The market staged a bit of a rally for the rest of October but didn’t bottom until March 9, 2009, with the S&P 500 losing nearly 57 percent of its value from the Oct. 9, 2007, high. Those of us who rebalanced were in the throes of doubt and drenched in flop sweat. I had some clients call me asking if I could promise this was the bottom. Of course, I had to say I couldn’t.

On the outside, I was doing my best to stay calm and carry on by saying stocks were on sale, including at an appearance in this CBS news video filmed two trading days before the market bottomed. On the inside, however, I was not so confident and my anxiety-ridden inner voice was saying, “Please let me be right!” I had no clue that the longest bull market in history was about to begin. 

No stock market plunge should be wasted

I fear we have learned little from the plunge.

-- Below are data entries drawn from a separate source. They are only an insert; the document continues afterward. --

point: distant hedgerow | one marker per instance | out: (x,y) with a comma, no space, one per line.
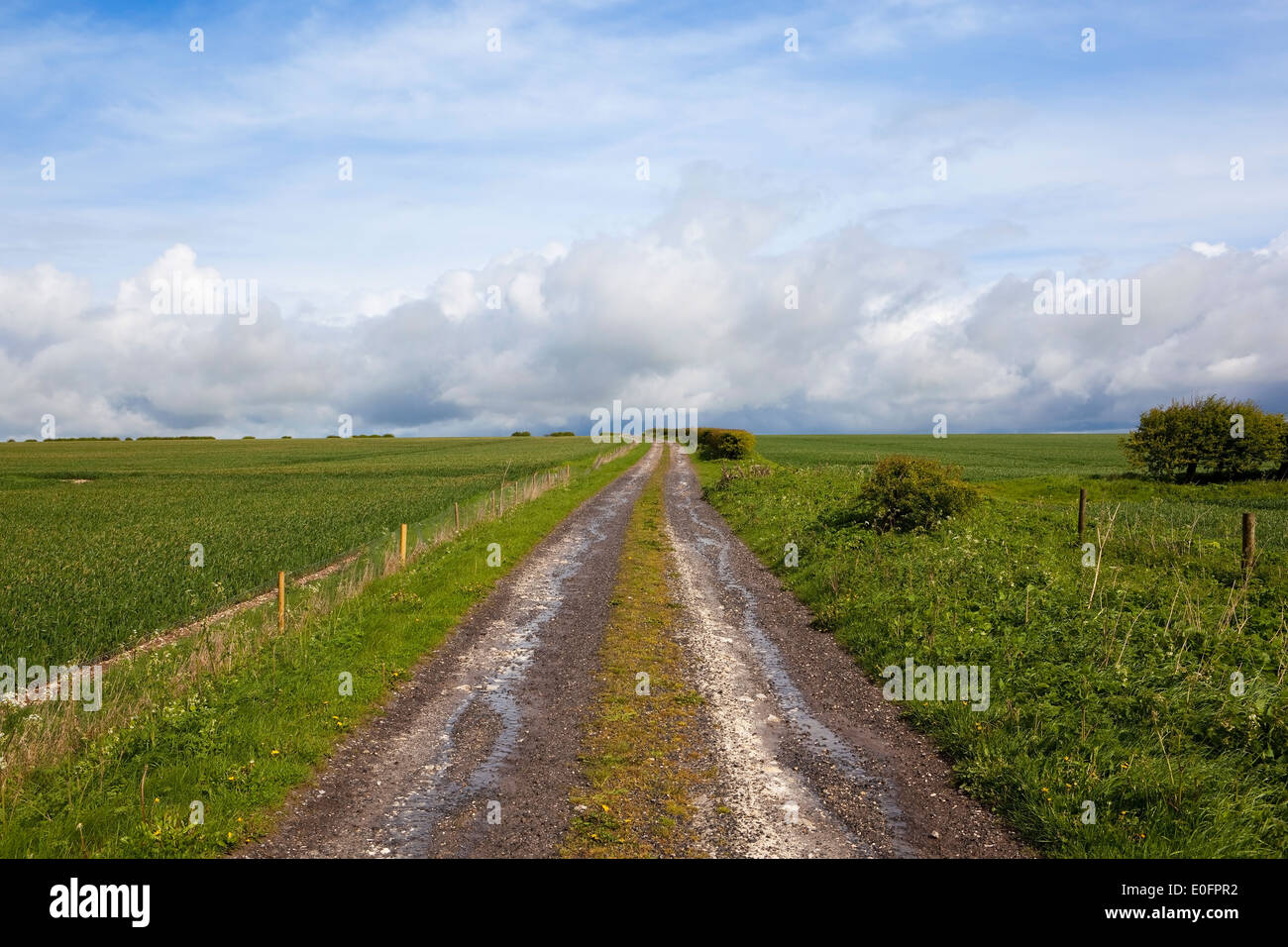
(724,444)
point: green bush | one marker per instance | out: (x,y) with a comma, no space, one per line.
(907,492)
(724,444)
(1189,438)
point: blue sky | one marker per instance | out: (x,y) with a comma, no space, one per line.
(520,165)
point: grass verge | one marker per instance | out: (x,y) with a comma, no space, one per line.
(223,724)
(1145,680)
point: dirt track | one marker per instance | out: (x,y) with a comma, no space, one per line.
(811,762)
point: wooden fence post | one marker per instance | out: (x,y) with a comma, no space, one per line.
(1249,540)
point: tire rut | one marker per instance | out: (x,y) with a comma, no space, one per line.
(476,755)
(812,762)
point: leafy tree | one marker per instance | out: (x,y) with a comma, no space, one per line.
(1209,436)
(907,492)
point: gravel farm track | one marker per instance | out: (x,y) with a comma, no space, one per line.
(477,755)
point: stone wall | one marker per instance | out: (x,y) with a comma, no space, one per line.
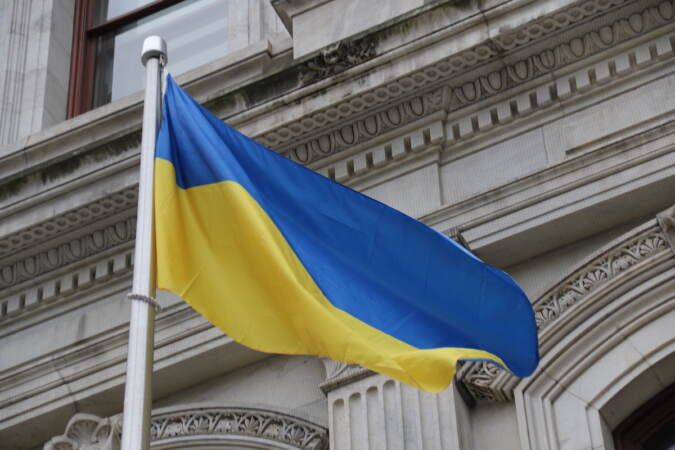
(538,134)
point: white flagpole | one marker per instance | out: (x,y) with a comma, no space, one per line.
(138,389)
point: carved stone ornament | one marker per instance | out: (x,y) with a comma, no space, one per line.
(89,432)
(69,252)
(489,383)
(433,89)
(667,223)
(338,58)
(234,425)
(338,374)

Today, people are coming to me with portfolios that are nearly 100 percent in stocks. When I point out just how risky that is, I hear things like “I’m in it for the long run,” and “I’m certain I won’t panic and sell.”

And many with fixed income are in the same type of “high-yield” bond funds that lost over 26 percent in 2008. High-yield bonds are also known as “junk.” This proves the point that we human beings aren’t efficient learners.

Well, let me give you a spoiler alert. Not only can it happen again, it’s almost certain that it will. I just don’t know when and by how much. The world is at least as risky as it was a decade ago. 

If this walk down memory lane wasn’t enough to persuade you to have a balanced portfolio that takes some risk off the table, then read these headlines from October 2008. Pull out your investment statements from October 2008 to March 2009 and look to see if you bought or, like most, sold stocks. Consider that investment professionals turned to bonds and cash at just the wrong time. 

The one thing I’m almost sure of is that the next plunge is going to hurt a lot more than you think. You will be at least 10 years older when it happens and will have less time to recover.

As the saying goes, “Those who do not learn from history are doomed to repeat it.” If reading this piece has caused you pain, then I’ve done my job.